Minister of Internal Affairs of Abkhazia
- In office 1 November 2001 – 8 May 2003
- President: Vladislav Ardzinba
- Prime Minister: Anri Jergenia Gennadi Gagulia
- Preceded by: Zurab Agumava
- Succeeded by: Abesalom Beia
- In office 2 June 1996 – 2 July 2001
- President: Vladislav Ardzinba
- Prime Minister: Gennadi Gagulia Sergei Bagapsh Viacheslav Tsugba
- Preceded by: Givi Agrba
- Succeeded by: Zurab Agumava

Personal details
- Born: 19 September 1958 Gudauta District, Georgian SSR, Soviet Union
- Died: 17 April 2012 (aged 53) Gagra, Abkhazia

= Almasbei Kchach =

Abkhaz politician

Almasbei Ivanovich Kchach (Алмасбей Иванович Кчач) was a former government member and vice-presidential candidate from Abkhazia who committed suicide when investigators came to arrest him in connection with an assassination attempt on President Alexander Ankvab.

==Political career under President Ardzinba==

On 2 June 1996, President Vladislav Ardzinba appointed Almasbei Kchach to succeed Givi Agrba as interior minister.
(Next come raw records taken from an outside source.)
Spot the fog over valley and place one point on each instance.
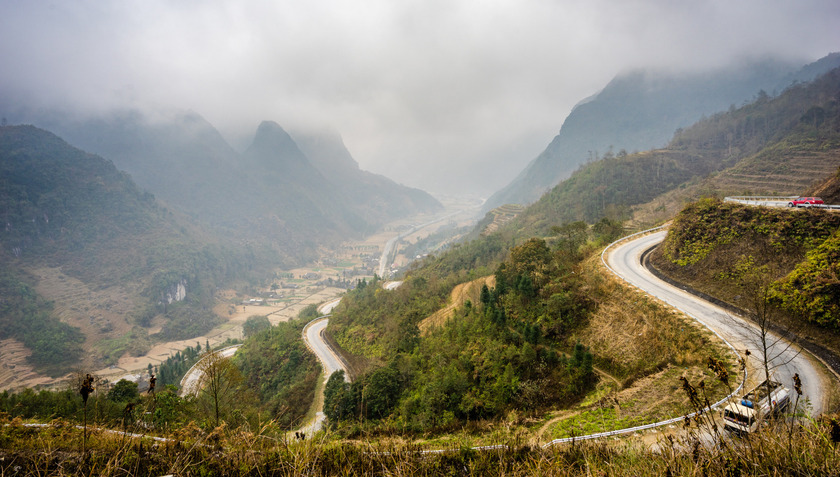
(443, 96)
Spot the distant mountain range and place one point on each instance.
(641, 110)
(272, 191)
(784, 145)
(92, 261)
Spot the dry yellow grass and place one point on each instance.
(460, 294)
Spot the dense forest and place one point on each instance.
(510, 349)
(74, 215)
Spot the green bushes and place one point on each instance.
(279, 368)
(504, 352)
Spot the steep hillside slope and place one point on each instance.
(641, 110)
(774, 141)
(780, 262)
(93, 251)
(185, 162)
(376, 198)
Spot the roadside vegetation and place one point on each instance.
(55, 450)
(538, 330)
(722, 249)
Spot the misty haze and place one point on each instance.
(418, 227)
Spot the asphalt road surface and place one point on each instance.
(625, 257)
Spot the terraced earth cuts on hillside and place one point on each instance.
(788, 174)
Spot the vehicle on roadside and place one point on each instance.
(805, 202)
(747, 414)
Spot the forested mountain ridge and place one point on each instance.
(373, 196)
(79, 233)
(641, 110)
(185, 162)
(780, 144)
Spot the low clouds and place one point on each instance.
(416, 88)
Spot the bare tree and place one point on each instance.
(220, 384)
(773, 339)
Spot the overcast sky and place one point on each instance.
(417, 89)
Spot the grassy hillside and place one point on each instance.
(102, 256)
(537, 341)
(727, 250)
(778, 145)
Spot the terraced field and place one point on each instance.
(790, 175)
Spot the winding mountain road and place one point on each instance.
(625, 260)
(313, 336)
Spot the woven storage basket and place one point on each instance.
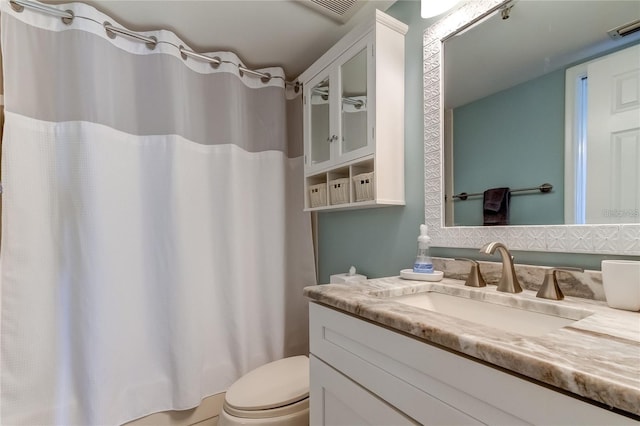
(363, 184)
(318, 195)
(339, 191)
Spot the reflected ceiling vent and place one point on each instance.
(338, 10)
(625, 30)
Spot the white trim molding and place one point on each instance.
(620, 239)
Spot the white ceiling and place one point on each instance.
(538, 37)
(261, 32)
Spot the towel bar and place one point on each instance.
(545, 187)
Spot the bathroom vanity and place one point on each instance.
(377, 357)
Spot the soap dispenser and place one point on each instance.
(423, 263)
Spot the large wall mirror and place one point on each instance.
(497, 114)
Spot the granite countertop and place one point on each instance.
(596, 357)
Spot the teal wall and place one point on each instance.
(382, 241)
(525, 123)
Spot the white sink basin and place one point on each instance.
(507, 318)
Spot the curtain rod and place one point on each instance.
(151, 42)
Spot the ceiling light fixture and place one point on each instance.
(431, 8)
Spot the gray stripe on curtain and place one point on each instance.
(54, 86)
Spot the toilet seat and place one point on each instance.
(276, 389)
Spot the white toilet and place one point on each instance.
(273, 394)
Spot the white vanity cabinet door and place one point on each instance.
(434, 386)
(336, 400)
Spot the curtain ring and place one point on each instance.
(152, 44)
(216, 64)
(110, 33)
(15, 6)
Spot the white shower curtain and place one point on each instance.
(154, 246)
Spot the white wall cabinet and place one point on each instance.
(364, 374)
(354, 120)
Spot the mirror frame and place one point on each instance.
(614, 239)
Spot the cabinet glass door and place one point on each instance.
(320, 130)
(353, 95)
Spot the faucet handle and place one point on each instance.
(550, 288)
(475, 276)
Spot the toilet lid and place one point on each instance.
(272, 385)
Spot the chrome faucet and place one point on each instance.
(508, 281)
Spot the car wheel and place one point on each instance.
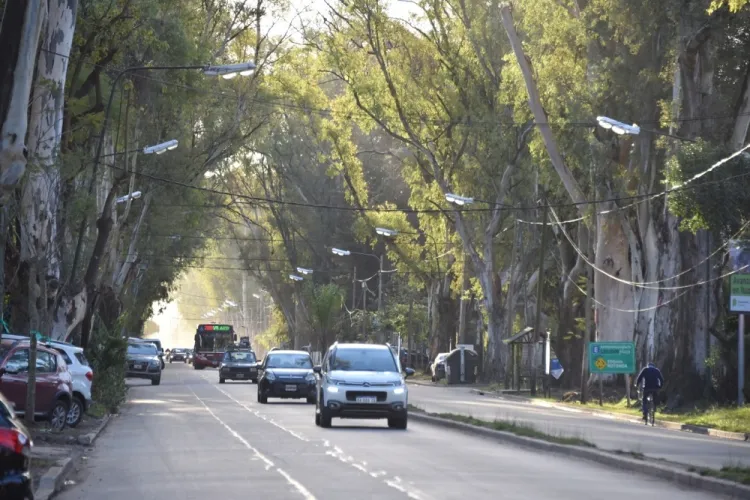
(75, 413)
(58, 417)
(398, 422)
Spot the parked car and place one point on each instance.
(178, 354)
(238, 364)
(361, 381)
(143, 362)
(53, 382)
(83, 377)
(15, 455)
(286, 374)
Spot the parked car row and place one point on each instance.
(63, 379)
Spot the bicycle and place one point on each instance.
(651, 409)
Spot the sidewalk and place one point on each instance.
(606, 431)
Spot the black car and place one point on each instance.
(15, 456)
(178, 354)
(238, 364)
(143, 362)
(286, 374)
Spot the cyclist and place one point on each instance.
(652, 381)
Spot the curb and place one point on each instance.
(676, 426)
(53, 479)
(682, 477)
(88, 439)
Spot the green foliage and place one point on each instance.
(107, 356)
(722, 203)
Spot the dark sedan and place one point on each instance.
(178, 354)
(15, 455)
(238, 365)
(287, 375)
(143, 362)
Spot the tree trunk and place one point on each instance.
(19, 39)
(41, 197)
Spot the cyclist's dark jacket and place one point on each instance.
(652, 378)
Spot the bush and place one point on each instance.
(107, 355)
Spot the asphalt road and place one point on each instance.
(606, 433)
(191, 438)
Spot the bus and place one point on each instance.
(211, 341)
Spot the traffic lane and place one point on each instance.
(606, 433)
(165, 443)
(310, 462)
(435, 463)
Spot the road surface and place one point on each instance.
(606, 433)
(191, 438)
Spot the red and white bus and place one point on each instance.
(211, 341)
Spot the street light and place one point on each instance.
(458, 200)
(223, 70)
(386, 232)
(161, 148)
(132, 196)
(617, 126)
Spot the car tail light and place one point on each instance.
(14, 440)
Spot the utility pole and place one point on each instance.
(364, 311)
(539, 289)
(354, 288)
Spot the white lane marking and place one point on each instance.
(269, 464)
(263, 417)
(335, 452)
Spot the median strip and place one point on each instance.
(727, 481)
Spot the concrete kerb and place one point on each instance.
(697, 429)
(52, 480)
(88, 439)
(682, 477)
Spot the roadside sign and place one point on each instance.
(612, 357)
(739, 293)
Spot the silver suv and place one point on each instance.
(361, 381)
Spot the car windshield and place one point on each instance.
(147, 349)
(289, 361)
(240, 356)
(364, 360)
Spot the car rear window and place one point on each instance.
(82, 359)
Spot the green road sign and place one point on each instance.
(739, 293)
(612, 357)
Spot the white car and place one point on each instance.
(361, 381)
(82, 375)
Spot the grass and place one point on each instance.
(737, 474)
(501, 425)
(97, 410)
(725, 419)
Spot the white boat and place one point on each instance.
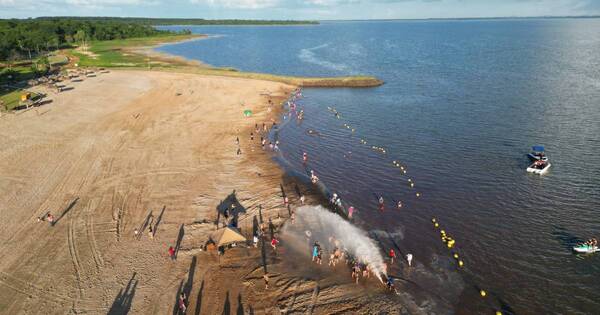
(539, 167)
(587, 249)
(537, 153)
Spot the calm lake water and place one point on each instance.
(463, 103)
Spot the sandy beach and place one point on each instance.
(122, 146)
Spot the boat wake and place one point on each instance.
(308, 55)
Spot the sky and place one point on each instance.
(299, 9)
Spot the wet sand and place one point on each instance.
(118, 147)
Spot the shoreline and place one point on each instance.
(144, 141)
(174, 63)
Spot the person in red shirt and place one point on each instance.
(392, 255)
(172, 252)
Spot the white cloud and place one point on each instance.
(107, 2)
(239, 4)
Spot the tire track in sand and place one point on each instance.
(75, 257)
(89, 229)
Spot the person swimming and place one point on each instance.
(312, 132)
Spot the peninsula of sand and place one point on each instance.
(129, 149)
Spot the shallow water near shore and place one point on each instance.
(463, 103)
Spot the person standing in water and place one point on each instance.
(350, 212)
(392, 255)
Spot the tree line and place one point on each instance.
(22, 39)
(166, 21)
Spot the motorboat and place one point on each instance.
(586, 248)
(539, 167)
(537, 153)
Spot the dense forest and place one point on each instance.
(28, 38)
(159, 21)
(25, 39)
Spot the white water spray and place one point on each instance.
(315, 223)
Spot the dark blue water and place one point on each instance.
(462, 104)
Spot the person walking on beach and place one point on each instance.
(266, 278)
(392, 255)
(172, 252)
(182, 306)
(274, 243)
(150, 232)
(50, 218)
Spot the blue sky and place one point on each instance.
(299, 9)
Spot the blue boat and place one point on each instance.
(538, 153)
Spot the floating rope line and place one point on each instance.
(445, 237)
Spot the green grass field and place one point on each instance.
(116, 53)
(10, 99)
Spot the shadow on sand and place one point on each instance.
(122, 303)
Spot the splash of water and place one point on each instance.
(315, 223)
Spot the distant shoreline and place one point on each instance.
(200, 67)
(474, 18)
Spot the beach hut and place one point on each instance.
(227, 236)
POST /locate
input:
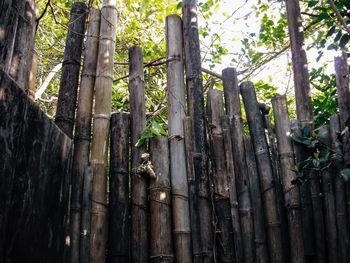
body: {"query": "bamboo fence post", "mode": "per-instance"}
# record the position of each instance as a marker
(103, 95)
(291, 192)
(343, 91)
(329, 201)
(8, 22)
(231, 177)
(259, 223)
(224, 229)
(340, 197)
(192, 194)
(176, 115)
(86, 216)
(161, 245)
(233, 108)
(266, 176)
(67, 96)
(118, 226)
(24, 45)
(139, 202)
(196, 112)
(82, 135)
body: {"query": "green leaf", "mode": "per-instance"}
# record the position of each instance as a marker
(345, 174)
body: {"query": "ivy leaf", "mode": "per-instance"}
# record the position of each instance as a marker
(345, 174)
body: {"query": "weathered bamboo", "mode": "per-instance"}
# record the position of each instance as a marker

Kchach had up until that point been head of Ardzinba's own security office. He remained in that position until 2 July 2001, when he was replaced by Supreme Court Judge Zurab Agumava. However, Kchach again became interior minister on 1 November after Agumava was appointed to head the State Security Service.
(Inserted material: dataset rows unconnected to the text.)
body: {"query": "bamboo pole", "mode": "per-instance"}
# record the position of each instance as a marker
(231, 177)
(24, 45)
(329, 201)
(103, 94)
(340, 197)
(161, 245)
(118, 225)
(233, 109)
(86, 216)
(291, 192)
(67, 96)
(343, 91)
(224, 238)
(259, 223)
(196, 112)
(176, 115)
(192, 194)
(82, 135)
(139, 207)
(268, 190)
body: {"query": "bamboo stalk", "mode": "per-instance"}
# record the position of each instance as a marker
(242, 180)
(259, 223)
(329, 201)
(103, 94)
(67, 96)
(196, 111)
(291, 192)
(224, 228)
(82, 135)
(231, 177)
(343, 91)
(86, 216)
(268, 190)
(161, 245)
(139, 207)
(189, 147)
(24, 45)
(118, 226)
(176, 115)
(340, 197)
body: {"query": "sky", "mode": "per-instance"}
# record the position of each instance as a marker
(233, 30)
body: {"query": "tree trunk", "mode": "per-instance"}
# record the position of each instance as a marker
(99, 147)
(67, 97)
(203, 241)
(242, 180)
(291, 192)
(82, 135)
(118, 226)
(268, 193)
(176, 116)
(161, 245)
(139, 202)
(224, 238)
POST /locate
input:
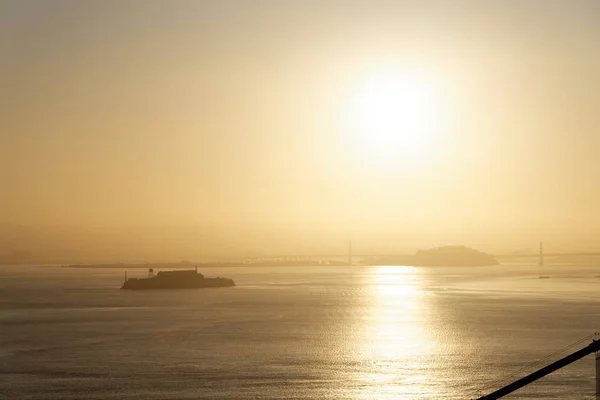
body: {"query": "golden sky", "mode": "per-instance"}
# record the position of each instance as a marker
(428, 122)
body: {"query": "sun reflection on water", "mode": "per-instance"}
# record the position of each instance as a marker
(397, 342)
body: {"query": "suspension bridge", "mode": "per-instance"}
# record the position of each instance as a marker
(543, 253)
(509, 384)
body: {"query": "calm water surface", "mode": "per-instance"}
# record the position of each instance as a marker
(366, 333)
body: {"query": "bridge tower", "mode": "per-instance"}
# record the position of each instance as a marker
(350, 252)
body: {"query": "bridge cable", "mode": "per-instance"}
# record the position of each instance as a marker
(507, 379)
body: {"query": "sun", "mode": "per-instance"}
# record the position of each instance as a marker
(394, 116)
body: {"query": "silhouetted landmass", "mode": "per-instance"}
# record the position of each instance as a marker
(440, 256)
(187, 279)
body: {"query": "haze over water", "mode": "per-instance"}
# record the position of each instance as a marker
(212, 130)
(387, 332)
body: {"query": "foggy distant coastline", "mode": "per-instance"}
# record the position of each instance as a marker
(441, 256)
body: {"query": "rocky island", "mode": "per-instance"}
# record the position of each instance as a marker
(186, 279)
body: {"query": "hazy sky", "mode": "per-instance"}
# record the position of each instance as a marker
(236, 114)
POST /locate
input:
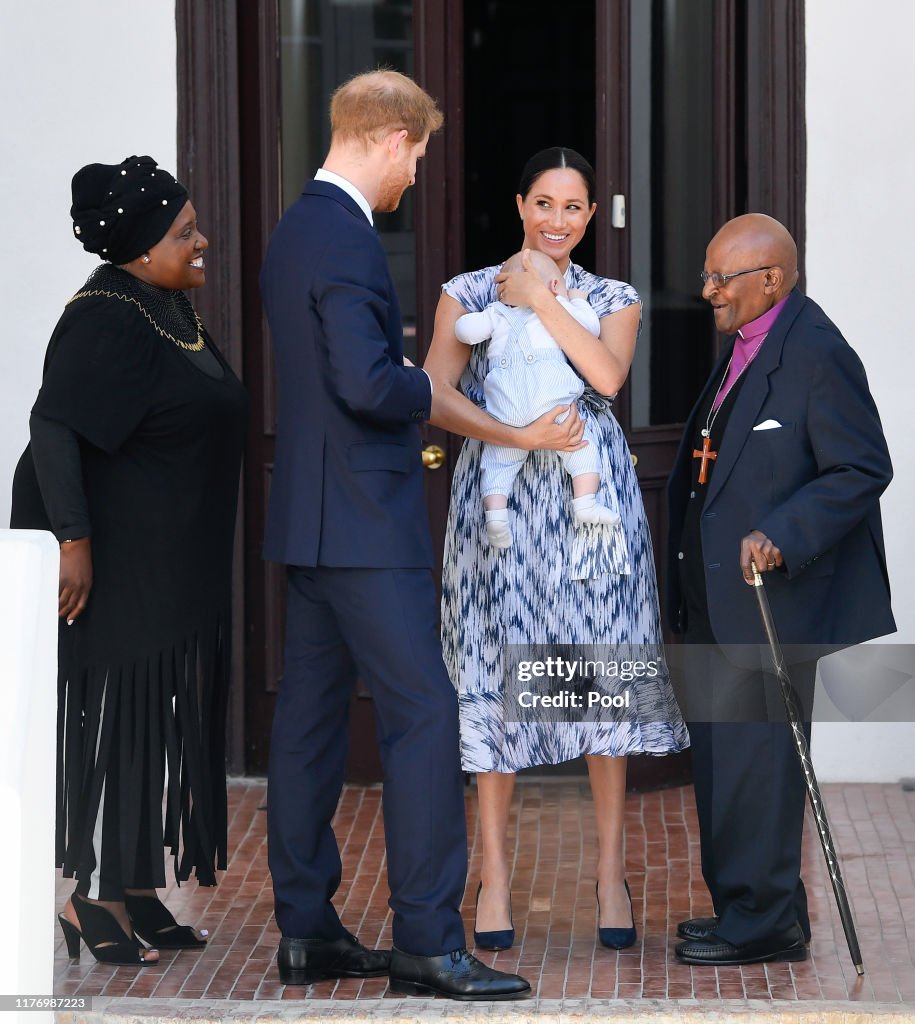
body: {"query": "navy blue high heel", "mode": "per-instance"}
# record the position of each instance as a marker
(504, 939)
(616, 938)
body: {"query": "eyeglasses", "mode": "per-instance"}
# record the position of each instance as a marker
(720, 280)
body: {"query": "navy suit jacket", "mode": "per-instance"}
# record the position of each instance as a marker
(347, 483)
(812, 485)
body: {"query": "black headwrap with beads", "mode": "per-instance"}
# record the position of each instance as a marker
(121, 210)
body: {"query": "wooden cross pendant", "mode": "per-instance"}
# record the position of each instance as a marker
(705, 455)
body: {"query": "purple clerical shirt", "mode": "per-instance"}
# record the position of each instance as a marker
(746, 345)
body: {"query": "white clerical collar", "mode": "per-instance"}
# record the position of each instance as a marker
(324, 175)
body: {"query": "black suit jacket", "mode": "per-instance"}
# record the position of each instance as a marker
(347, 482)
(812, 484)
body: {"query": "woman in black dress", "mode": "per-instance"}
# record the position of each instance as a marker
(136, 445)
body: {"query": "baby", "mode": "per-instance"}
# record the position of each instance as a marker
(527, 376)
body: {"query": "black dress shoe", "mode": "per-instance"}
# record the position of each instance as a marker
(697, 928)
(702, 928)
(456, 975)
(302, 962)
(787, 945)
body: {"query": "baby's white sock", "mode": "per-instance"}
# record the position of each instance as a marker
(586, 510)
(497, 527)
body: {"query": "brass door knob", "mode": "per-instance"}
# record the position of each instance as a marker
(433, 457)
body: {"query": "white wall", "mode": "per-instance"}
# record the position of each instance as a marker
(81, 83)
(860, 257)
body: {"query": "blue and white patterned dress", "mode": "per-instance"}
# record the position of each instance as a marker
(557, 585)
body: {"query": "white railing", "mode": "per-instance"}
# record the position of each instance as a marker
(29, 566)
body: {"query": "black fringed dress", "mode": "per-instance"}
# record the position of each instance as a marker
(144, 671)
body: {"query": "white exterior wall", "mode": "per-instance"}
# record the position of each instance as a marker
(860, 220)
(86, 82)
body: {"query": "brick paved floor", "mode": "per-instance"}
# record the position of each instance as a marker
(554, 905)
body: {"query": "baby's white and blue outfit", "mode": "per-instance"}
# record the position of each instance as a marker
(527, 375)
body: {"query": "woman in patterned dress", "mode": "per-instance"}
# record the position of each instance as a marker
(557, 584)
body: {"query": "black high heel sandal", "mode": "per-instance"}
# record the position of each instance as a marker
(103, 936)
(154, 924)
On 8 May 2003, after the appointment of Raul Khajimba as prime minister, Kchach was again replaced as interior minister, by Abesalom Beia. On 6 June, he was appointed Secretary of the Security Council, succeeding Astamur Tarba who had been made Vice-Premier. Kchach stayed on in this position until the end of Ardzinba's presidency in 2005.
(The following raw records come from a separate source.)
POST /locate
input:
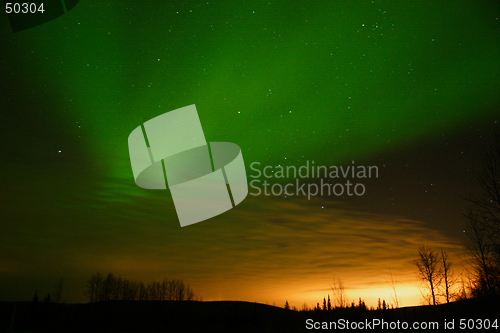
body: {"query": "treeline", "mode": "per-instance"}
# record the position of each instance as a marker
(109, 287)
(483, 225)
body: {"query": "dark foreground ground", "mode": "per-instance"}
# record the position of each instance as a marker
(226, 316)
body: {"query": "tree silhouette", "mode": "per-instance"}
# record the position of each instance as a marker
(429, 272)
(448, 282)
(483, 224)
(392, 284)
(111, 287)
(339, 295)
(58, 288)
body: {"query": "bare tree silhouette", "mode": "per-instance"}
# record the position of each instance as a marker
(339, 295)
(483, 224)
(448, 280)
(392, 285)
(111, 287)
(428, 269)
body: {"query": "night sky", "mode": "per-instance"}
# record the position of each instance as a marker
(409, 87)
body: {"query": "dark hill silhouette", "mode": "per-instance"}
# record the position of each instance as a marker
(218, 316)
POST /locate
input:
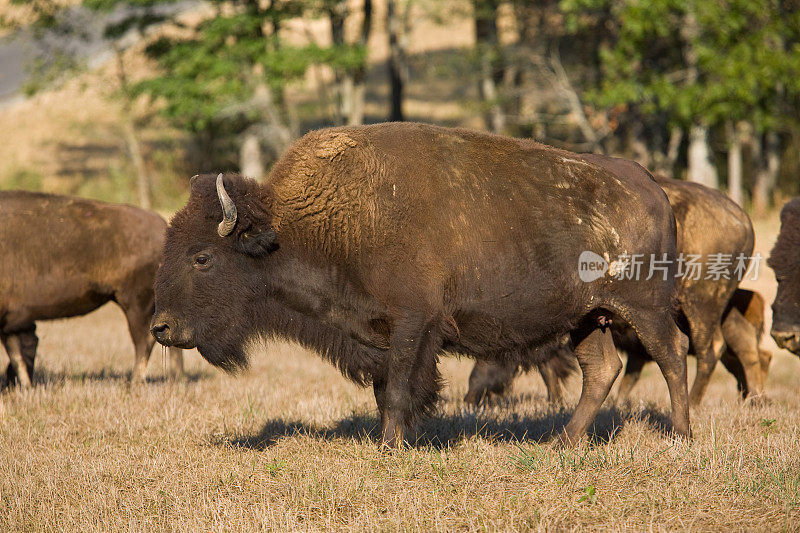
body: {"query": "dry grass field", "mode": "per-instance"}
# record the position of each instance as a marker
(290, 445)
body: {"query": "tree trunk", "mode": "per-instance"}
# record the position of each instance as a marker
(398, 68)
(701, 170)
(358, 94)
(767, 175)
(637, 147)
(250, 159)
(673, 148)
(734, 162)
(491, 63)
(131, 137)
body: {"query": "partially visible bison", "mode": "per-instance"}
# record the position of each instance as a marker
(742, 328)
(383, 246)
(785, 261)
(710, 227)
(61, 257)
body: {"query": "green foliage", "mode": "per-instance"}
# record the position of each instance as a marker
(22, 179)
(740, 61)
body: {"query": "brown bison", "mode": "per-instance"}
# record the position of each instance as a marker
(785, 261)
(383, 246)
(63, 257)
(742, 328)
(708, 224)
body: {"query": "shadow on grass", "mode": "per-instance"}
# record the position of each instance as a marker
(445, 430)
(44, 377)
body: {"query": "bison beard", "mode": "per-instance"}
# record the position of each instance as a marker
(380, 262)
(785, 261)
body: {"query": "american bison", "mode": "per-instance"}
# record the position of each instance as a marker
(785, 261)
(710, 226)
(382, 246)
(742, 328)
(62, 257)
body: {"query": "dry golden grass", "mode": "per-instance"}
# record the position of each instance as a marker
(290, 446)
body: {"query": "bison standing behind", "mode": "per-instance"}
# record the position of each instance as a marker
(785, 261)
(63, 257)
(382, 246)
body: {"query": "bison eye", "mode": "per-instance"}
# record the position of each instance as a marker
(202, 261)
==Member of the opposition==
After Sergei Bagapsh succeeded Vladislav Ardzinba as president in 2005, Almasbei Kchach joined the new opposition and unsuccessfully participated in a number of elections. In the 2007 parliamentary elections, he made it to the second round of the election in the eighth constituency (Pitsunda), but narrowly lost the run-off with 1195 to 1263 votes. In the 2009 presidential election Kchach ran as vice presidential candidate under businessman Beslan Butba. The pair came in fourth place with 8.25% of the vote share. Kchach again tried to win constituency number eight in the 2012 parliamentary elections, but failed to pass the first round, achieving a 24.90% third place.